In Carol’s case, she worked with Arlene Dickinson and was tasked organizing and hosting a community event that would draw attention to the North Island.
Based on that alone, Hardy Buoys would seem to be a shoo-in to win.
“I can’t really say what happened,” Carol told the Gazette Tuesday.
“We don’t have all the details yet, but it was positive (and) let’s just say Hardy Buoys will be around for a while yet.”
So will memories of the Big Event where more than 2,000 hot dogs were given away. As well, thousands of non-alcoholic drinks of all types were given free to thirsty members of the crowd.
In fact, all the food — which included platter after platter of candied, smoked salmon, salmon burgers, pizza and even some Asian food — was free.
As was the entertainment that included two local bands, a First Nations’ dance display, face-painting and an appearance by Clifton Murray.
More than 22 teams entered the Big Flavour Face Off, which saw that number whittled to eight for the final cook-off, which was won by two teams, Tasty Tam’s Pizza, and the Executives — a team of ladies sporting Dickinson’s red locks with the shock of white — which split the $5,000 prize. Both teams donated the money to local charities.
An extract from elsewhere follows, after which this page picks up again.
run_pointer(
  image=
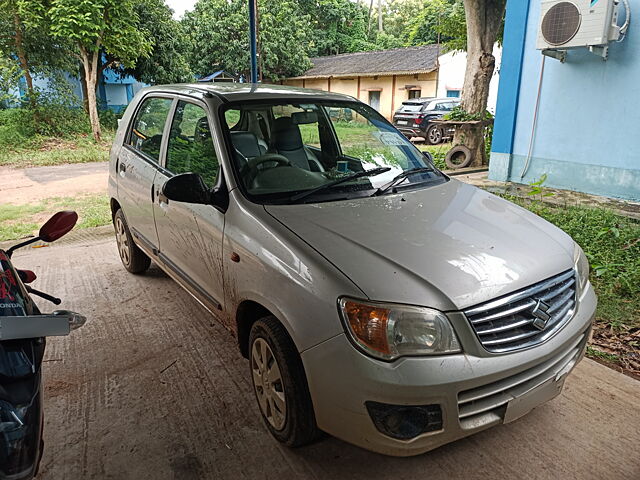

The food bank also did well and received more than 500-lbs of non-perishable food and $200 donated by folks at the event.
The event was vital in determining whether Hardy Buoys gets a rejuvenating jump start from Dickinson, who kept mum on what her decision will be.
“I’m still mulling it over to be honest with you and I’m not going to play my hand right here,” she said, moments before hopping into a car to leave the Civic Centre.“But I can tell you I’m very appreciative of the things they did do.”
Dickinson had high praise for the Diroms as well.
Bruce and Carol are highly professional, highly motivated, highly ethical business people and I have appreciated the efforts they made — they’ve done a lot of the things I asked them to do,” she said.
“Now I have just have to take closer look at some of the numbers and take a closer look at what the future looks like so I can make my decision.”
At the end of the day Sunday, Dickinson said she was blown away by what Carol and the North Island pulled off.
“This is an amazing community and you should be proud to live here,” she said.
“I have travelled far and wide and have been all around the world and I have never seen the spirit I’ve seen right here in Port Hardy.”
But Carol said she wasn’t surprised by the turnout.
“There was never a doubt in my mind, I envisioned exactly what I’m seeing right now,” she said from the stage, overlooking the crowd.
“There’s never a doubt in my mind that we as a community can do anything when we put our minds to it,” she said.
“So, let’s not stop today, keep the momentum going — we’re not the only business on the North Island that has its share of struggles and if we can all help our friends and neighbours we can accomplish a lot.”
The Big Decision begins airing in March, and the Hardy Buoys segment airs April 2 and there are plans to put it on the big screen at the Civic Centre. More on that in an upcoming Gazette as details become available.